Plain Language Summary

Real-world data collected in everyday clinical practice can complement information used in regulatory decision-making and provide evidence to support the benefit-risk assessment of medicines. To improve the added value of real-world data for regulatory decision-making, regulators pool information from multiple databases to provide a more accurate picture of the outcome of interest. However, there is regularly variability, also called heterogeneity, in study outcomes when using data from different databases and this poses challenges for interpretation and communication. In this study, we examined incidence rates of venous thromboembolism, identified as a potential side effect for some COVID-19 vaccines, derived from multiple databases. We investigated how differences in database characteristics might cause variation between rate estimates and concluded that the largest contributor to heterogeneity was the use of data from different health-care settings. Understanding which database characteristics contribute to variability can allow to mitigate variation. This can be done by selecting databases with similar data characteristics, such as harmonised codes to refer to clinical outcomes and comparable selection criteria for participants and by using appropriate statistical methods to analyse the variability. Overall, our study provides an overview of the complexity of real-world evidence and can be used to better understand and analyse sources of variability.

1 INTRODUCTION

In the past two decades, the usage of large health-care databases has increased greatly.1 Regulatory agencies such as the European Medicines Agency (EMA) and the US Food and Drug Administration (FDA) have highlighted the value of real-world data (RWD) in medicines regulation.2, 3 In Europe, the initiation of the Data Analysis and Real World Interrogation Network (DARWIN EU),4 as well as the European Health Data Space are changing the landscape of real-world evidence (RWE) generation towards multi-database studies.

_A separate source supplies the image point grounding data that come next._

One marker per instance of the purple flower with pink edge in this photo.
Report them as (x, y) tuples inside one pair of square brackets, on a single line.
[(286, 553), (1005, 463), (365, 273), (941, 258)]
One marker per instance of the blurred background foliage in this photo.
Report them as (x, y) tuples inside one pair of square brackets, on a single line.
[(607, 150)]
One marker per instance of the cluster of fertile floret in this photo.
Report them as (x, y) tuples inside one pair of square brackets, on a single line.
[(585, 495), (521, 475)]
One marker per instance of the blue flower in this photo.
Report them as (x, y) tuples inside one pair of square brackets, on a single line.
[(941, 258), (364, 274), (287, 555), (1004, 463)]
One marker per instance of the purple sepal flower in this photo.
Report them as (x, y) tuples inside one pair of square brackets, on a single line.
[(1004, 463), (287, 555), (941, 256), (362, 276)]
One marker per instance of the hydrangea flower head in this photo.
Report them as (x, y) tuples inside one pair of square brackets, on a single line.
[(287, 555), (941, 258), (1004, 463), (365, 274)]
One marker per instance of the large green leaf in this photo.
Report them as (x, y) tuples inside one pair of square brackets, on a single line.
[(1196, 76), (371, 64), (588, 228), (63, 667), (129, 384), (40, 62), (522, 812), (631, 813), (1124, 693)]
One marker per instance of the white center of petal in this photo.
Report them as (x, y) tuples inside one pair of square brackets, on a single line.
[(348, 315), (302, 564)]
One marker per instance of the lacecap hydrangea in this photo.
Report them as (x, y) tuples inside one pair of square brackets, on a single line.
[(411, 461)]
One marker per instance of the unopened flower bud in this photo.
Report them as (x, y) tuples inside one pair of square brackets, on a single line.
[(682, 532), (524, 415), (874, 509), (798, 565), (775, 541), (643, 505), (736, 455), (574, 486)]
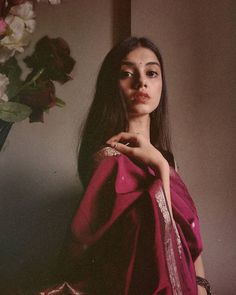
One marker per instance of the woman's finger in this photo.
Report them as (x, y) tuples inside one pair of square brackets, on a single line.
[(123, 148), (123, 137)]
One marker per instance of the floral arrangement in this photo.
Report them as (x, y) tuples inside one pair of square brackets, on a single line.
[(50, 62)]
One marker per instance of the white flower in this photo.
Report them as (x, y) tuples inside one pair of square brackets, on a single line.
[(21, 23), (4, 81), (5, 53)]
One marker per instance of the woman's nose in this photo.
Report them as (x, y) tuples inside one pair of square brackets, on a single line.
[(140, 82)]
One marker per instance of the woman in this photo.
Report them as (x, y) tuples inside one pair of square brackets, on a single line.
[(136, 230)]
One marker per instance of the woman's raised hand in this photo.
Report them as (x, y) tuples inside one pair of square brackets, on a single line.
[(136, 146)]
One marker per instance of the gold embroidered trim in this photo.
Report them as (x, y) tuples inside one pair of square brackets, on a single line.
[(170, 256), (105, 152)]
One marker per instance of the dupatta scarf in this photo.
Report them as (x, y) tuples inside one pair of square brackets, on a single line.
[(123, 241)]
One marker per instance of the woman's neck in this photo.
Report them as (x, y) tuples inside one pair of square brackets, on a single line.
[(140, 125)]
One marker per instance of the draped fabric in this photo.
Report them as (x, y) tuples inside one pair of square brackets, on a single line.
[(123, 240)]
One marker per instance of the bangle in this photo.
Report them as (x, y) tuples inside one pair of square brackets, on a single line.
[(204, 283)]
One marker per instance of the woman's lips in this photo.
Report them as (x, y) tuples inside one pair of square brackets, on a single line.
[(140, 97)]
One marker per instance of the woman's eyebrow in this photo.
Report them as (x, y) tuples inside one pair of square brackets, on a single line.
[(130, 63)]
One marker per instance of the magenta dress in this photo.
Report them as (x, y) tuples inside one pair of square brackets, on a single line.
[(123, 241)]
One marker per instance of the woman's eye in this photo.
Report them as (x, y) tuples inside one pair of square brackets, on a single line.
[(125, 74), (152, 74)]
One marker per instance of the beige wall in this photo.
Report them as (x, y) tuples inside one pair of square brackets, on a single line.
[(197, 40), (38, 181), (38, 177)]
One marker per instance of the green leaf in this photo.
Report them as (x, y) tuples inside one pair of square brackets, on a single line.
[(12, 70), (14, 112), (60, 103)]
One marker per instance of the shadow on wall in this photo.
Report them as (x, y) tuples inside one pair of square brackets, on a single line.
[(32, 237)]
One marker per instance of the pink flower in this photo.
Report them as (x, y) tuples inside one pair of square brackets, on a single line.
[(3, 26)]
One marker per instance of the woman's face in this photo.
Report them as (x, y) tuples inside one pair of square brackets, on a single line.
[(140, 81)]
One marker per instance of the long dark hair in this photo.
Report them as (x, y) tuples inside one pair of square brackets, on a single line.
[(108, 115)]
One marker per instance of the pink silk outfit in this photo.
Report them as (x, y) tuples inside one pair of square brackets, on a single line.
[(123, 240)]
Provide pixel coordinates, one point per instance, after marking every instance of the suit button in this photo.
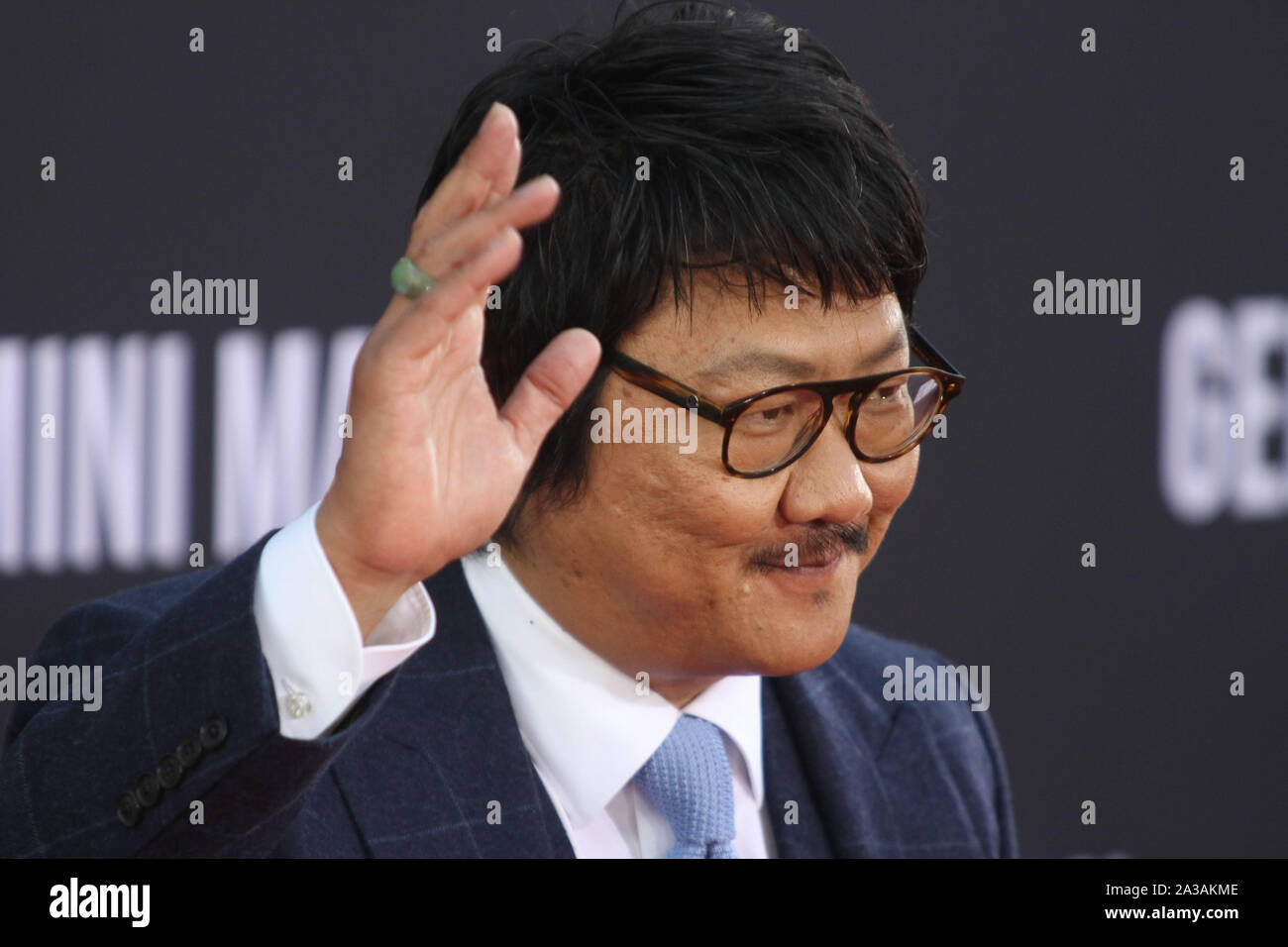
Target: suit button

While there are already a number of advantages in using RWD in regulatory decision-making, those benefits can be improved by using more than one data source.5 Trivially, incorporating data from multiple data sources in an analysis will increase sample size. This can be crucial in situations with low event counts, such as for estimating the incidence rates (IRs) of a rare disease. While observational data are more generalizable to the real world than randomised controlled trials, the level of generalizability can be even further increased, by covering a broader and more representative population, thus possibly mitigating selection biases that are specific to single databases and by allowing for the quantification of true differences between populations.

Even though the benefits of using multiple data sources cannot be denied, data from those sources should not be pooled without a preliminary assessment of the suitability of pooling data, due to inherent differences in their characteristics. Simulations have shown increased risks of false-positive and false-negative safety signals when pooling data from multiple databases.6 This heterogeneity can have multiple forms, some of which are desirable for understanding true differences in outcomes event rates, while others make interpretation of results and decision-making regarding selection of suitable background rates for specific purposes such as observed-to-expected analyses for vaccines highly challenging.7

Sources of heterogeneity can be categorized into three types: measurement heterogeneity, information heterogeneity (both may be considered methodological heterogeneity), and true heterogeneity (also called clinical heterogeneity).8 While measurement (e.g., clinical classification systems) and information heterogeneity (e.g., granularity of clinical codes) can generally be considered undesirable, clinical heterogeneity has its value, for example, by improving external validity of results or understanding differences in prescription patterns or impact of risk minimisation measures (RMMs) between different geographical regions, health-care systems or behaviours. However, to understand heterogeneity, it is important to use appropriate tools to detect, report and account for it.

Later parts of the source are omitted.